The least conservative Conservatives

The Tobacco and Vapes Bill will very soon become the Tobacco and Vapes Act. I've written about it for Spiked.
 

The Tobacco and Vapes Bill, which is soon to receive royal assent, is the most empty-headed and illiberal piece of legislation passed in my lifetime. It is a pathetic epitaph for a vacuous political class, a sad fart from the rotting corpse of Blairism, and a new low for the nanny state. Waved through by the political pygmies in the House of Commons and cheered on by the freedom-hating gibbons in the House of Lords, it has given a quick dopamine rush to self-righteous windbags as the British state crumbles around them.

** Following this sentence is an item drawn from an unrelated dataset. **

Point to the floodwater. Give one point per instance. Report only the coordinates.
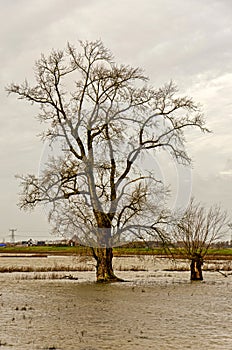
(155, 309)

Most people have been only vaguely aware of what the new law says, but the media coverage yesterday alerted millions to the fact that the so-called generational smoking ban has nothing to do with smoking in pubs (which was banned in 2007) or selling cigarettes to children (which was banned in 1908). Instead, it will create an almost surreal two-tier society in which people born after 2008 become permanent children in the eyes of the law. 

 
 
Tory leader Kemi Badenoch has described the generational tobacco sales ban as the least conservative policy of the last 14 years (it was put into motion, lest we forget, by Rishi Sunak). Most of the 41 MPs who voted against it yesterday were Conservatives (all the Reform MPs voted agin and there were four liberal Lib Dems), but there were quite a few Tories who didn't, including Sunak himself and a few obvious ones like Bob Blackman (ASH's man in parliament) and Caroline Johnson (horrendous nanny statist). Former ministers such as Jeremy Hunt and Steve Barclay did the walk of shame to join Labour MPs in voting for prohibition and a two-tier society (no Labour MPs voted against). 
 
The rest of the alleged conservatives were: 
 
John Glen
Geoffrey Clifton-Browne
Peter Fortune
Helen Grant
Damian Hinds
Neil Hudson
Alicia Kearns
John Lamont
Robbie Moore
Andrew Murrison
Joe Robertson
Neil Shastri-Hunt
David Simmonds
Graham Stuart
Martin Vickers
Mike Wood
 
They all voted for a policy which their leader says, correctly, is profoundly unconservative. None of them had to do it - the Bill was bound to pass. They did it because they wanted to. This is the kind of thing that really gets them going.
 
I'm not necessarily saying that all these freedom hating authoritarians should be kicked out of the party, but how is Caroline Johnson - who is not only an anti-smoking zealot but also a crank about vaping - the shadow health secretary?! So much for the party being under new management.